Wobei: Zunächst muss da ja durchaus erst einmal die Einsicht in die eigenen Fehler und die Bereitschaft zur Umkehr reifen, bevor dann schließlich die Hürde, das eigene Fehlverhalten einer fremden Person zu beichten, genommen werden muss. Also doch kein ganz so einfaches Unterfangen. Allerdings immer noch eine völlig andere Ausgangslage als eine drohende Unterlassungsklage und das Winken mit dem Zaunpfahl des Fegefeuers, um Gläubige zur Beichte zu zwingen. Warum dieses mangelnde Vertrauen der Kirche in die eigenen Schäflein? Steht dahinter vielleicht die Furcht, an Bedeutung zu verlieren, wenn Priester nicht mehr das Nadelöhr darstellen, das den Gläubigen den Weg zum Himmel öffnen oder auch verschließen kann? Der Priester als Seelsorger passt in meinen Augen so gar nicht zum Zerberus, ohne den der Weg zu Gott für den Laien nicht möglich ist. Das Angebot der Beichte sollte, ähnlich einem Medikament oder einer Heilbehandlung, ein fachlich fundiertes Angebot von kirchlicher Seite für den sündigen Gläubigen sein. Eine Möglichkeit, seelischen Ballast abzuladen, Zuspruch und Vergebung zu erfahren und neu beginnen zu können. Ein schlimmer Fehler ist dagegen die aktuell praktizierte, dogmatische Verfahrensweise der katholischen Kirche, die die Wirksamkeit alternativer Heilbehandlungen oder auch Selbstheilungskräfte vehement bestreitet, ablehnt und auf der allein zulässigen und seligmachenden Erlösung durch die Ohrenbeichte beharrt.

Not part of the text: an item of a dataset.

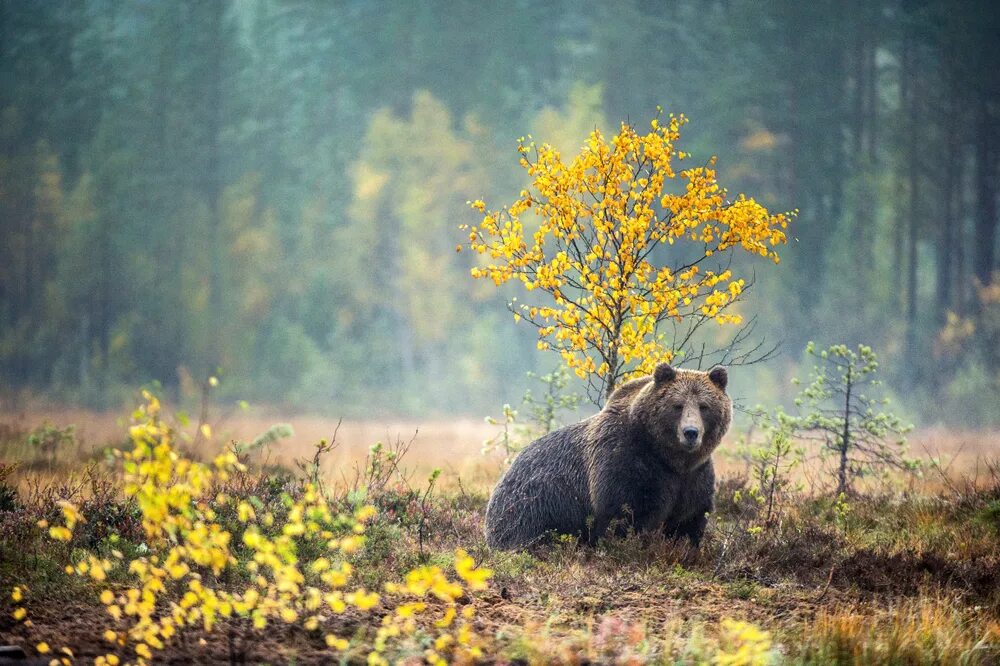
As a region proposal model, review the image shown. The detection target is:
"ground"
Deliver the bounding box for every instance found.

Die Beichtpflicht als unüberwindbares Hindernis auf dem Weg der Erlösung und schlussendlich zu Gott ist ein Eigentor der katholischen Kirche. Anstatt die ständige Abnahme der Beichtwilligen zu beklagen, sollte in die fachliche Ausbildung der Seelsorger im gesprächstherapeutischen Bereich investiert werden, sollte eine entsprechende Zusammenarbeit mit – gern auch kirchlichen – Beratungsstellen initiiert werden und schließlich Supervisionsangebote an Priester, die häufig mit dem was ihnen da im Gespräch offenbart wird, völlig überfordert sind, auf- und ausgebaut werden. Der Beichtpflicht wünsche ich dagegen ein ähnliches Schicksal wie dem käuflichen Ablass beim Konzil von Trient: Ab mit ihr in die Annalen der Kirchengeschichte!